Tradizionalmente, la politica industriale nell’UE è condizionata dalla competenza condivisa, dalla subordinazione alla politica della concorrenza, almeno fino ai primi anni 2000, e dal problema delle risorse. Se si escludono episodi specifici, come la CECA, il Piano Davignon, i progetti high-tech 80-90 e Airbus, la politica industriale europea ha sofferto per l’indeterminatezza delle risorse, la debolezza della gestione e la mancanza di visione, con poche eccezioni (Green Deal). Il sostanziale fallimento di Europa 2020, dovuto non solo alla crisi finanziaria del 2008-2012, ne è la prova.

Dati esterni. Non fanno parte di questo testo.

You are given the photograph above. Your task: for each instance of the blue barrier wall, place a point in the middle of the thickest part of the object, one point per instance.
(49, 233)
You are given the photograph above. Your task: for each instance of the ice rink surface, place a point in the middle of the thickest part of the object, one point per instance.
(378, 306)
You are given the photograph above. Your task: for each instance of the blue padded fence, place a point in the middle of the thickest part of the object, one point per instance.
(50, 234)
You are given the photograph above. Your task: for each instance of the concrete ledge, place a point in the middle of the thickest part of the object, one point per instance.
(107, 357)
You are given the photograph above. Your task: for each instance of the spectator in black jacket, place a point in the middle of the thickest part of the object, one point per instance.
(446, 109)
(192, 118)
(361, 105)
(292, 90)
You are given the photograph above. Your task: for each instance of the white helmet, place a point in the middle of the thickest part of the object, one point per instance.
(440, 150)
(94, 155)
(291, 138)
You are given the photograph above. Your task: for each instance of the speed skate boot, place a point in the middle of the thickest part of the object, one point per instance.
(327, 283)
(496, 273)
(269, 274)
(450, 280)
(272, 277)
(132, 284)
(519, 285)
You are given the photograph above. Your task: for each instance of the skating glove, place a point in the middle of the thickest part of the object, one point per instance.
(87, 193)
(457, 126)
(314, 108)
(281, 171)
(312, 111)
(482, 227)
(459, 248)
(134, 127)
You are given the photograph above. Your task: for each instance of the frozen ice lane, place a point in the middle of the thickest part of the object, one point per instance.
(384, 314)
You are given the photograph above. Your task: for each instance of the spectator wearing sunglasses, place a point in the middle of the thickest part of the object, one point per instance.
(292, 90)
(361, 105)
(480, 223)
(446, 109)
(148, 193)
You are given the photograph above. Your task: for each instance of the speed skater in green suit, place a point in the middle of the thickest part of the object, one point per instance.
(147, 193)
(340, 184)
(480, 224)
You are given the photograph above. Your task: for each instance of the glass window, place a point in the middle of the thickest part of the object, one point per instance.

Le disuguaglianze a livello di reddito, occupazione e capacità produttiva tra i paesi e le regioni dell’UE, le sfide poste da Industria 4.0, i modelli mutevoli della concorrenza internazionale e le recenti perturbazioni delle catene del valore globali hanno riportato la politica industriale all’ordine del giorno dei responsabili politici dell’UE. Il programma EUInvest 2021-2027 che riunisce il Fondo europeo per gli investimenti strategici e 13 strumenti finanziari dell’UE fa parte di questo nuovo approccio.

Chi ha a cuore i destini d’Europa, può solo sperare che i fondi stanziati attraverso il Recovery Fund e le misure che verranno introdotte nei prossimi mesi possano realmente contribuire a rendere la UE meno divisa e divisiva di quanto non sia stata negli ultimi decenni e che gli Stati Membri, a partire dalla Germania abbiano la lungimiranza di immaginare un futuro diverso.